Important: This page is general education, not personal medical advice.
What is laparoscopic radical nephrectomy?
Laparoscopic radical nephrectomy removes the entire kidney (and surrounding fat, sometimes nearby structures depending on disease extent) through minimally invasive keyhole incisions. It is commonly used when a kidney tumor is too large or complex for kidney-sparing surgery.
Who may be a candidate?
- Localized or locally advanced kidney tumor not suitable for partial nephrectomy
- Tumor size/location where complete kidney removal is safest oncologic option
- Patients healthy enough for laparoscopic surgery and anesthesia
- Cases where surgeon judgment favors radical nephrectomy after full risk/benefit discussion
Goals of surgery
- Complete oncologic removal of the affected kidney/tumor
- Reduce risk of local progression from the known tumor
- Provide definitive pathology for staging and follow-up planning
Risks and trade-offs
- Bleeding, infection, injury to nearby structures, anesthesia-related risk
- Potential need to convert to open surgery in select cases
- Long-term kidney function depends on baseline function and remaining kidney health
- May require additional cancer treatment depending on pathology/staging
Typical recovery timeline
- Hospital stay: often 1–3 days (varies by case and recovery)

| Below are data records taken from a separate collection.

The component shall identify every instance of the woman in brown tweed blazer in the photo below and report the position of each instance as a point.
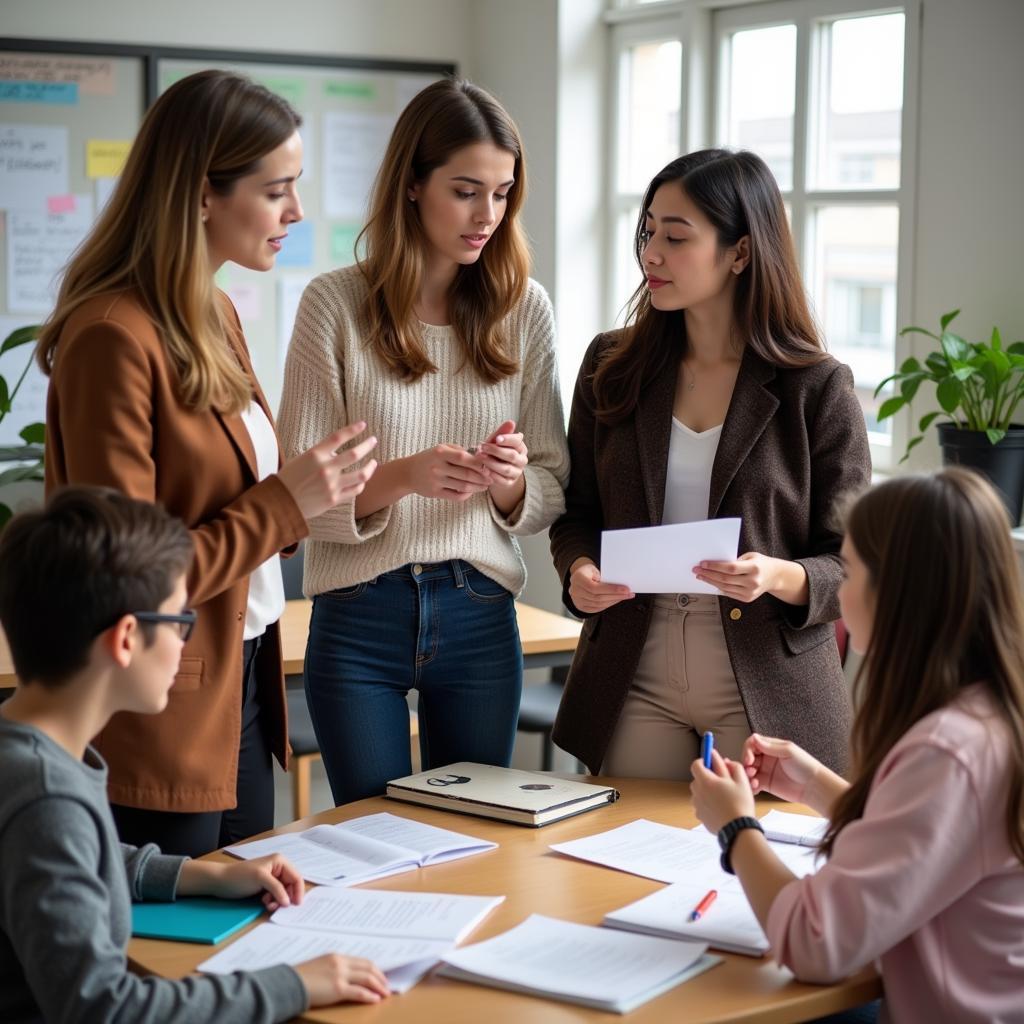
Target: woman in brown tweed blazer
(716, 400)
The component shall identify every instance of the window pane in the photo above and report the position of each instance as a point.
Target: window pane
(762, 96)
(859, 110)
(853, 286)
(627, 273)
(651, 86)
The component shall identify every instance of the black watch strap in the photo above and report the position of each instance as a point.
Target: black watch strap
(727, 836)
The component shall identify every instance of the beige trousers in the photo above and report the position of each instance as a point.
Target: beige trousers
(683, 687)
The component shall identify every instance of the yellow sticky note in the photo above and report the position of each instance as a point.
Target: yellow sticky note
(105, 158)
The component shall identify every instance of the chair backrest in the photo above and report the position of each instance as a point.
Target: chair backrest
(291, 570)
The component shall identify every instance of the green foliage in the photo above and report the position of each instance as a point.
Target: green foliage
(978, 385)
(29, 456)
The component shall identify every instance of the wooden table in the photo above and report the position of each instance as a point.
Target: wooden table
(535, 880)
(547, 639)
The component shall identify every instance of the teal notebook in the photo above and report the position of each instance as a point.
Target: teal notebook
(197, 919)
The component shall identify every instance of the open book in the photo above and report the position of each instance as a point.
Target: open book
(364, 849)
(593, 967)
(403, 933)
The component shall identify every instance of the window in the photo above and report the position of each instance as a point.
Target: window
(818, 89)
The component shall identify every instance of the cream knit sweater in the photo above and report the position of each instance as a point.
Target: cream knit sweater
(332, 378)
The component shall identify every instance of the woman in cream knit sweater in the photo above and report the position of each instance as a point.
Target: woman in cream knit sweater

- Weeks 1–2: fatigue/soreness gradually improve
- Weeks 2–6: progressive return to activity per surgeon guidance
- Follow-up: pathology review, renal function monitoring, and surveillance imaging plan
Procedure video (real surgical footage)
Real operative footage. Viewer discretion advised.
Source video: YouTube – laparoscopic nephrectomy operative demonstration.
Questions to ask your surgeon
- Why is radical nephrectomy recommended instead of partial nephrectomy in my case?
- What is my expected remaining kidney function after surgery?
- What does my pathology and surveillance plan look like afterward?
- What activity restrictions and return-to-work timeline should I expect?